In an open letter in Observer, they say the Church of England has a "moral obligation to speak up for those who have no voice". Their message is that the cap could be "profoundly unjust" to the poorest children in society, especially those in larger families and those living in expensive major cities.I'm glad to read about this. After the initial ambiguity of the church's response to the Occupy protesters outside St. Paul's Cathedral in London, it is good to see the C of E getting its story straight. And, indeed, this should be just the kind of issue the church can get straight: defending the poor, the marginalised and the voiceless should be its home turf in terms of issues. My only question is about the last phrase of that quote from the Observer article: "especially... those living in expensive major cities."

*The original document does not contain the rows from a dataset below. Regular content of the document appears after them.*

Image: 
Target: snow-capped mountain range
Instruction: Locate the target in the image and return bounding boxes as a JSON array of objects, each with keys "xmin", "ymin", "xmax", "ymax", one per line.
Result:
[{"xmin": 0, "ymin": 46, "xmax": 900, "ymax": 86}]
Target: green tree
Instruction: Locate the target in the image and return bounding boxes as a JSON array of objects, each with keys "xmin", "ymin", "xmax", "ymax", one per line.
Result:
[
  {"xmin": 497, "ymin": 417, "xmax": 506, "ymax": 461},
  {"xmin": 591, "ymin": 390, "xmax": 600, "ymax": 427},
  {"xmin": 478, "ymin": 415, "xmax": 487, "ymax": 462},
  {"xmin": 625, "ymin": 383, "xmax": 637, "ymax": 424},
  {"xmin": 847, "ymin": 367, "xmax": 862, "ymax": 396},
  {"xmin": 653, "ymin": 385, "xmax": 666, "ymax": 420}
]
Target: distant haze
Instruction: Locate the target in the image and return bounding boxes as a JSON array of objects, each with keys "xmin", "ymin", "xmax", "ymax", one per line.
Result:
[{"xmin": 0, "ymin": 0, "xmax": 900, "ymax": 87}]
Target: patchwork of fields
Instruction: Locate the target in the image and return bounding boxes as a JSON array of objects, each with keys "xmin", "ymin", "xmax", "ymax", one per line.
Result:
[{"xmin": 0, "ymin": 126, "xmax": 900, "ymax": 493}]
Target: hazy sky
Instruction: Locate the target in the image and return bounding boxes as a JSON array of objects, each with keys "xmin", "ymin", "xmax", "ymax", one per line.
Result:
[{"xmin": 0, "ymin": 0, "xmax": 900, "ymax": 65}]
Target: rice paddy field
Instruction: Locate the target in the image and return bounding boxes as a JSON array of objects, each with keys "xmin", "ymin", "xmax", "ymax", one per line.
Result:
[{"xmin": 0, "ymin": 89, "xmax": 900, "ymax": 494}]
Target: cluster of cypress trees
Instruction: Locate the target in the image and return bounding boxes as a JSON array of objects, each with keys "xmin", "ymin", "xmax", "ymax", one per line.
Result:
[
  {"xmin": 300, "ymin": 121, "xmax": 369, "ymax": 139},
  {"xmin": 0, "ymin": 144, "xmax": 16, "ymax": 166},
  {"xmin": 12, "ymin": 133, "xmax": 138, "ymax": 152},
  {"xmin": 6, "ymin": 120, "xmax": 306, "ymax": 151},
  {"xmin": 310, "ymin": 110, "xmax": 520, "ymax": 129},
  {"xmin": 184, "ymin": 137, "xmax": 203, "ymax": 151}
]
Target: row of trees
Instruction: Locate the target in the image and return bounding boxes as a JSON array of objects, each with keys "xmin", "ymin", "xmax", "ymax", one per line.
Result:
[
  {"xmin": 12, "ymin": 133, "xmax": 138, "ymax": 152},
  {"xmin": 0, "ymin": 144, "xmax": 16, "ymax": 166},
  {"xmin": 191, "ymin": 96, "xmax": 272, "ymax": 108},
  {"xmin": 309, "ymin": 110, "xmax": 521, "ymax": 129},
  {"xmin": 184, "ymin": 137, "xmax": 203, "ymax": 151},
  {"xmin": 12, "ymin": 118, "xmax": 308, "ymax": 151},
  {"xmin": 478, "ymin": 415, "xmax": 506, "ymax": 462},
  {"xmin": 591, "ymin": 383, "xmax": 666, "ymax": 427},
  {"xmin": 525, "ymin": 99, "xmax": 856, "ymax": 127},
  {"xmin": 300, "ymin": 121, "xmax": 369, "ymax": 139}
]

Now, I am not disagreeing that major cities are indeed expensive to live in. Been there, done that, do not need convincing. My only concern is that, as ever, the impact on the poorest children in rural areas is overlooked. Many teachers, health professionals and members of the clergy whose work involves rural communities will tell you that they come across the same levels of poverty and need as their colleagues in urban areas. The problem with rural poverty is that it's spread very thinly throughout the country. Numbers of families living in poverty is lower than in urban areas (around 1 in 6 adults in rural areas, compared with 1 in 4 in urban areas). That said, if the rural poor were all gathered together, you'd have a fair sized city of 3.5 million people (half a million more than the population of Wales, a city with just under half the population of London according to last year's government population estimates.).
If such a city with such levels of need were to exist in this country, you'd like to think its needs would be considered and its needs would not be so easy to overlook. So I hope that the excellent Bishop John Packer, in presenting his amendments to the Lords does find space for a few words acknowledging the very real (and often rather different) needs of the invisible rural poor, as well as the obvious needs of those affected by these reforms in our cities.